Esta é a forma de eu ser pagã nos dias de hoje. É desta forma que eu honro os Deuses.
Lammas
Aninhada na imensidão do útero de granito a que chamam Beiras, ela sente a Roda a girar. As fogueiras e as águas de Litha estão a desvanecer-se. Sem pressa deixa que a estrada a leve à descoberta da face cíclica da Grande Mãe.
Embrenha-se pelos retalhos agrestes da paisagem e vai descobrindo, entre as dobras das fragas, velhas aldeias de xisto. Surpreendida pela abundância escondida entre cabeços, detém-se a absorver a beleza das pequenas hortas semeadas entre muros esquecidos pelo tempo. Aqui e ali, entre as sombras das oliveiras, vai vislumbrando ovelhas e cabras entretidas com o que resta do restolho.
Aspira o ar quente e delicia-se com a doçura que o preenche. Por todo o lado o cheiro do feno, acabado de cortar, satura o ar com aromas preciosos e pungentes de vida. A vida que se transforma animada pelo cantar das cigarras e o zumbido das abelhas.
Abençoa toda esta abundância e desce as encostas das serra atraída pelo reflexo da água do rio no fundo do vale. Entre duas curvas descobre um pequeno miradouro. Lá em baixo um rio de águas rebeldes estreita-se para passar pelas Portas de Almorão. Prende a respiração, fascinada com a beleza selvagem da paisagem que a rodeia e deixa que a pedra onde se senta lhe fale da magia do lugar:
- Onde estás sentada já foi um lugar de encantamento – sussurra-lhe o granito – desse lugar vi os homens labutarem em busca do ouro que estas águas escondem.
Ela conhece a história que a pedra lhe vai contar, mas ainda assim fecha os olhos e entrega-se ao encantamento.
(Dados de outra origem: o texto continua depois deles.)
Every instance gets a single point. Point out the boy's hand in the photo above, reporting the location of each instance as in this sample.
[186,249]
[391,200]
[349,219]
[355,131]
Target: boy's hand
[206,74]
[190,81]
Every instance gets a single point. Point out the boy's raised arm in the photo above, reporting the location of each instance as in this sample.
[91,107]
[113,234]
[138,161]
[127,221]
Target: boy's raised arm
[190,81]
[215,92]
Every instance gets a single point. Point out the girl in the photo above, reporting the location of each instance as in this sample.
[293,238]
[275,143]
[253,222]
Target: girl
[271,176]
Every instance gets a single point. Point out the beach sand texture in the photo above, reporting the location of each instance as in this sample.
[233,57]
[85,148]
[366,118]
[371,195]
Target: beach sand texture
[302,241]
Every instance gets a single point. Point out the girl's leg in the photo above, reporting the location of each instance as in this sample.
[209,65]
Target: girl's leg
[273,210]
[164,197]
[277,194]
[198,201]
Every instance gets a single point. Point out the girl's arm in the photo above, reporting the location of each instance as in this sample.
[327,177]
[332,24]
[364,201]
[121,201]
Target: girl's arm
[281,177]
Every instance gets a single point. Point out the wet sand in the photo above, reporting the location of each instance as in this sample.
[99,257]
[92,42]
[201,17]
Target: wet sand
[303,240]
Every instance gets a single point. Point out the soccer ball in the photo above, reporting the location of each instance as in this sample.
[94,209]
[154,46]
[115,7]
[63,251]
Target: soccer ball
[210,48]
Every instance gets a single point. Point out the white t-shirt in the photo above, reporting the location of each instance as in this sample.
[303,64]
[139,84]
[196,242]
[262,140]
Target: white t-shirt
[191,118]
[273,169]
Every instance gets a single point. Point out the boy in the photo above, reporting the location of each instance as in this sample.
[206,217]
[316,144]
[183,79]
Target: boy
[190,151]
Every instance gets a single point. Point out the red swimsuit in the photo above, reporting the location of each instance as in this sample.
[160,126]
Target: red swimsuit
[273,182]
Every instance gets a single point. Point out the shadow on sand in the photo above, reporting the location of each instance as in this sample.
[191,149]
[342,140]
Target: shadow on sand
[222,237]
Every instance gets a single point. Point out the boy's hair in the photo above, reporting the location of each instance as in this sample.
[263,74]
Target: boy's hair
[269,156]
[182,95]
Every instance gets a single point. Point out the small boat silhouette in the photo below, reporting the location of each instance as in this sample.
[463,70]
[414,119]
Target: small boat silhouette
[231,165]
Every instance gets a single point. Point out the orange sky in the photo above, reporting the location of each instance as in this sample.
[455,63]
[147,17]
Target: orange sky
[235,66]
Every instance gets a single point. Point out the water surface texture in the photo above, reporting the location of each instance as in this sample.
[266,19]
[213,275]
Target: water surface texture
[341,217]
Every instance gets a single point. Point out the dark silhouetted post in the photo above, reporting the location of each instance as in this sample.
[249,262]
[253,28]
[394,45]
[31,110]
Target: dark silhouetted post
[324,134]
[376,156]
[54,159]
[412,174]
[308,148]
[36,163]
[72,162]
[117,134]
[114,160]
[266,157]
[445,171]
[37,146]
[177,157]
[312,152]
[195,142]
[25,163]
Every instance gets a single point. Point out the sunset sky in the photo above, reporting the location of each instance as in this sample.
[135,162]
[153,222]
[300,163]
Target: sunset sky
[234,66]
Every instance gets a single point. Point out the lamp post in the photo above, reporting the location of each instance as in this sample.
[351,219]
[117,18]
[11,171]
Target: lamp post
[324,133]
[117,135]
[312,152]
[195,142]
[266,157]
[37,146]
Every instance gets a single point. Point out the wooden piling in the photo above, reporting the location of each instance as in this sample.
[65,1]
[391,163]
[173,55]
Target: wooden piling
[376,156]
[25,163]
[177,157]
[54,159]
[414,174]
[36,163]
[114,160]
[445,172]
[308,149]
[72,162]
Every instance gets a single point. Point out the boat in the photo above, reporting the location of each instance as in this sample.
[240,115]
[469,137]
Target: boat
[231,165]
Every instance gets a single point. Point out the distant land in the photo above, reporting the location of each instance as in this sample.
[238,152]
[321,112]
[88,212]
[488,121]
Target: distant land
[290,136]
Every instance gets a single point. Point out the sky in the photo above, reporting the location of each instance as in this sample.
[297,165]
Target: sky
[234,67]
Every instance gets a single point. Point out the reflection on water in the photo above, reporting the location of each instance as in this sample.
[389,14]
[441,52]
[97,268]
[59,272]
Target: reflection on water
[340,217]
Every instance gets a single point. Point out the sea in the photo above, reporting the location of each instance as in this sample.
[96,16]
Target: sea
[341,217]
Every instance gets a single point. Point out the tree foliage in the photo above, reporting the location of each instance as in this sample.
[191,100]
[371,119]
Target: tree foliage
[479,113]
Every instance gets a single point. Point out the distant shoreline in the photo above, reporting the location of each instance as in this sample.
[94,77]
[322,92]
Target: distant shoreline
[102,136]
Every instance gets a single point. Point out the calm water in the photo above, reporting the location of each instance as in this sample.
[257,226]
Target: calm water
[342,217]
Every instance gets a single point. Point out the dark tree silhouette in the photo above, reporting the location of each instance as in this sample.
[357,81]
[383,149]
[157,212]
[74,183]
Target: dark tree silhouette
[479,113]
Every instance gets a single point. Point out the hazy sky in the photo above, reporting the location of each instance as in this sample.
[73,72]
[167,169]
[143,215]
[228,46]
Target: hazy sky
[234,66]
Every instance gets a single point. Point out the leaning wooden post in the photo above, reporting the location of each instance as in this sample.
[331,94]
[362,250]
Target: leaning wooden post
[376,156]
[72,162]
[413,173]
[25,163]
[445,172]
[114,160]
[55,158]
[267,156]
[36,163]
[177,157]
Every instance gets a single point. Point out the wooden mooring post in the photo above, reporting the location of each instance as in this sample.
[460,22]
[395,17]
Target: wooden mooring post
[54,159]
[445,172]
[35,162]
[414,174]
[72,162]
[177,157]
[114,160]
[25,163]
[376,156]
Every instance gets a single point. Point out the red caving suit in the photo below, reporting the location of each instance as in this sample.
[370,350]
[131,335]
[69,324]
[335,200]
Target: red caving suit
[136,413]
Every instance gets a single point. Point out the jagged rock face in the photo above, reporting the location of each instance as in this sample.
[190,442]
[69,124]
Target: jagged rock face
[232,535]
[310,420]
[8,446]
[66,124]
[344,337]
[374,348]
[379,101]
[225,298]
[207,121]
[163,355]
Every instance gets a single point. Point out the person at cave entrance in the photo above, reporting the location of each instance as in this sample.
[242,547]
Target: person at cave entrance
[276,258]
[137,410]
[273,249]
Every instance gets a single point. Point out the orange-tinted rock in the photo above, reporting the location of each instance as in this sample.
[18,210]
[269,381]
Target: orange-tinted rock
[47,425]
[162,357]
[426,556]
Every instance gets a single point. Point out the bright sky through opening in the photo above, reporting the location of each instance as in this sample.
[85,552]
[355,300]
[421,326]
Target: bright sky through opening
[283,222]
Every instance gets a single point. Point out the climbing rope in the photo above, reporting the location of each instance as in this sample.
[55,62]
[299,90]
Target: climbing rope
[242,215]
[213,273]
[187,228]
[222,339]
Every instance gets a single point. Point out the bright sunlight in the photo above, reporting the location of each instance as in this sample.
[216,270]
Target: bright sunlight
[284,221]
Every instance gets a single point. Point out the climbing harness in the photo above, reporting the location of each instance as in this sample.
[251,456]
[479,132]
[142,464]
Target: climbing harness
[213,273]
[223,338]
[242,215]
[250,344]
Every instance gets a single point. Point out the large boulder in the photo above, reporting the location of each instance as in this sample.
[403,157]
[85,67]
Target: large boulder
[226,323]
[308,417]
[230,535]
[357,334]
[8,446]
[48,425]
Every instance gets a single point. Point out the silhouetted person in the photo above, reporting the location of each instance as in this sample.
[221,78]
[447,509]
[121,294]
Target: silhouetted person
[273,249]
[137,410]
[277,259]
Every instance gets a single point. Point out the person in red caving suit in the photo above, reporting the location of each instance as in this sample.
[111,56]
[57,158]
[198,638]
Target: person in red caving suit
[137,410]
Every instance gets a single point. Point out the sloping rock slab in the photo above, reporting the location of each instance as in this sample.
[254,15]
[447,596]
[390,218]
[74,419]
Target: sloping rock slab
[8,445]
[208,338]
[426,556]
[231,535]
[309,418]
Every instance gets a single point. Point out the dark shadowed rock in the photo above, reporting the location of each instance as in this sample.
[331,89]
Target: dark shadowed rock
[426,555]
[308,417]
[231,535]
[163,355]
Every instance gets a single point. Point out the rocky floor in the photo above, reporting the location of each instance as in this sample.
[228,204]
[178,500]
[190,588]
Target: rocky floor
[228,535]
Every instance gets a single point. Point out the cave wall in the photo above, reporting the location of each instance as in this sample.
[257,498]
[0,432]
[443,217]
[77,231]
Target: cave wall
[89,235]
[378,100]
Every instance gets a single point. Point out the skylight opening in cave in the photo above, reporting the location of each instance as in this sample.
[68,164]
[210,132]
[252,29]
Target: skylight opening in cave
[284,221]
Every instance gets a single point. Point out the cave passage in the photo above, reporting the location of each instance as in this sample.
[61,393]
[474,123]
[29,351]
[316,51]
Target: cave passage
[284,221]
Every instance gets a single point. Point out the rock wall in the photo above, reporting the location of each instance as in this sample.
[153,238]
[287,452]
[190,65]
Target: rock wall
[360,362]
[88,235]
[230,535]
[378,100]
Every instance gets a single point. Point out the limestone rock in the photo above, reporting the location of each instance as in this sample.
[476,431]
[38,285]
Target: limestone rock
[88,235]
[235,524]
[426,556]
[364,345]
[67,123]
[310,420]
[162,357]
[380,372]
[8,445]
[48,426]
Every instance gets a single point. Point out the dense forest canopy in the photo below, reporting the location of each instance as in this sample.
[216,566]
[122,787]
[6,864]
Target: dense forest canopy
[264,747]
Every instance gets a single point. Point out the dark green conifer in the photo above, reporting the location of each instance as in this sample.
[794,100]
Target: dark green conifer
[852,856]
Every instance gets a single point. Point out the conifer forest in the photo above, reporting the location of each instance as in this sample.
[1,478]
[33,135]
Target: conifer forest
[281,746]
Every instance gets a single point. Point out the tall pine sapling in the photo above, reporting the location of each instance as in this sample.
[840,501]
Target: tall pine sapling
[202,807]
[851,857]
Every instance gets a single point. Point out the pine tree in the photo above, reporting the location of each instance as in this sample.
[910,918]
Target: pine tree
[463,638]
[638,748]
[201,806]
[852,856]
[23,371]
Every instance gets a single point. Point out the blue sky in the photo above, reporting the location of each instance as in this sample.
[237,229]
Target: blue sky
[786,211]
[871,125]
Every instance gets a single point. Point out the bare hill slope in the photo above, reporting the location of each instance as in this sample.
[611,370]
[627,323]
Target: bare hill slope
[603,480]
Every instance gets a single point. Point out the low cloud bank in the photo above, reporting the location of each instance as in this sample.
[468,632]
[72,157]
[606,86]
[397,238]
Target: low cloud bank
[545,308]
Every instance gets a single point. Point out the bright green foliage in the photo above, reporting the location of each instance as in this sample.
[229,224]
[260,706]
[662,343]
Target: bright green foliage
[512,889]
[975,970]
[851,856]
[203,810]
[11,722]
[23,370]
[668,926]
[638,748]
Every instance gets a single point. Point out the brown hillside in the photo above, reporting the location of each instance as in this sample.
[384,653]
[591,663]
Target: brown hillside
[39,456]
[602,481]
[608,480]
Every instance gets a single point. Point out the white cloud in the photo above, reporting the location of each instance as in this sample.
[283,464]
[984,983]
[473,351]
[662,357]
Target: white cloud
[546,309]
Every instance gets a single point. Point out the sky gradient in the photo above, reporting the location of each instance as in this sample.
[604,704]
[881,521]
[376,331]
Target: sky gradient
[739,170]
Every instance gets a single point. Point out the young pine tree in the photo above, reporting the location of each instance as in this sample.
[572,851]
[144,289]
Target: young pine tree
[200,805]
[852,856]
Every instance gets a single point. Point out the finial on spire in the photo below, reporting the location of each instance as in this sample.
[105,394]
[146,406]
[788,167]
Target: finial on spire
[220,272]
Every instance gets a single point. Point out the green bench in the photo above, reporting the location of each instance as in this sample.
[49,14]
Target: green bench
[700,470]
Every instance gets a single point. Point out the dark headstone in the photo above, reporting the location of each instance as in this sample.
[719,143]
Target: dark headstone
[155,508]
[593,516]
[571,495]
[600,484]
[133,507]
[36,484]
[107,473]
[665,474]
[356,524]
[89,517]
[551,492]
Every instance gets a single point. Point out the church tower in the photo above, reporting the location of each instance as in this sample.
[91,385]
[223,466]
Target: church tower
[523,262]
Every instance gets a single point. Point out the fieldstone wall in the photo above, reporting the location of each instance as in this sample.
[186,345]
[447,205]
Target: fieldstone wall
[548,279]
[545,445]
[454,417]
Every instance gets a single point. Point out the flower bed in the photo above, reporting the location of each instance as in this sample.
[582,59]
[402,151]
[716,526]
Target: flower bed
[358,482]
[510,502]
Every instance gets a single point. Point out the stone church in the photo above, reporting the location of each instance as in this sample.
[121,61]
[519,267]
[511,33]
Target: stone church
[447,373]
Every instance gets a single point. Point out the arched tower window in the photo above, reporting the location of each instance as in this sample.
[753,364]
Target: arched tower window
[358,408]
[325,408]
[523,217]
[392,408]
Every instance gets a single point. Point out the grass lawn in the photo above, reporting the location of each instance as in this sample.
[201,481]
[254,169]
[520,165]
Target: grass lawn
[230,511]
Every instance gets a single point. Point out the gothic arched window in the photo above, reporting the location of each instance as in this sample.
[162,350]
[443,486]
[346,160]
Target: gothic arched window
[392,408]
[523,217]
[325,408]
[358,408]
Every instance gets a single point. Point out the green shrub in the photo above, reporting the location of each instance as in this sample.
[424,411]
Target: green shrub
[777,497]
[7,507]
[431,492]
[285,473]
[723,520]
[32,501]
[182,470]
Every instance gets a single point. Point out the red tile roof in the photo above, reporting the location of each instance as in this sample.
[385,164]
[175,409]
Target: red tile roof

- A Moura que vive na gruta desta encosta ainda gosta de falar com os humanos, mas já são poucos os que a conseguem ver - faz uma pequena pausa e prossegue – quando ela quer sobra-lhes ao ouvido o conto da celha de ouro que está enterrada na margem do rio – solta um risinho maroto e acrescenta – os homens transformaram a celha em carruagem de ouro, ah, ah, ah, mas eu sei que é uma celha e sei onde está escondida...
O chamamento dos grifos por cima dela quebram o encantamento e a ligação à pedra. Ela levanta a cabeça e deixa que o olhar se perca no voo majestoso dos grifos. Sente-se em casa, enraizada. De repente ri-se ao aperceber-se que atravessou os portais da Terra e do Ar sem dar por nada. Sente-se abençoada. Fica por ali,sem pressas, a beber na paisagem a generosidade e abundância da Mãe, a sentir o seu aconchego... a dar as boas vindas a Lammas.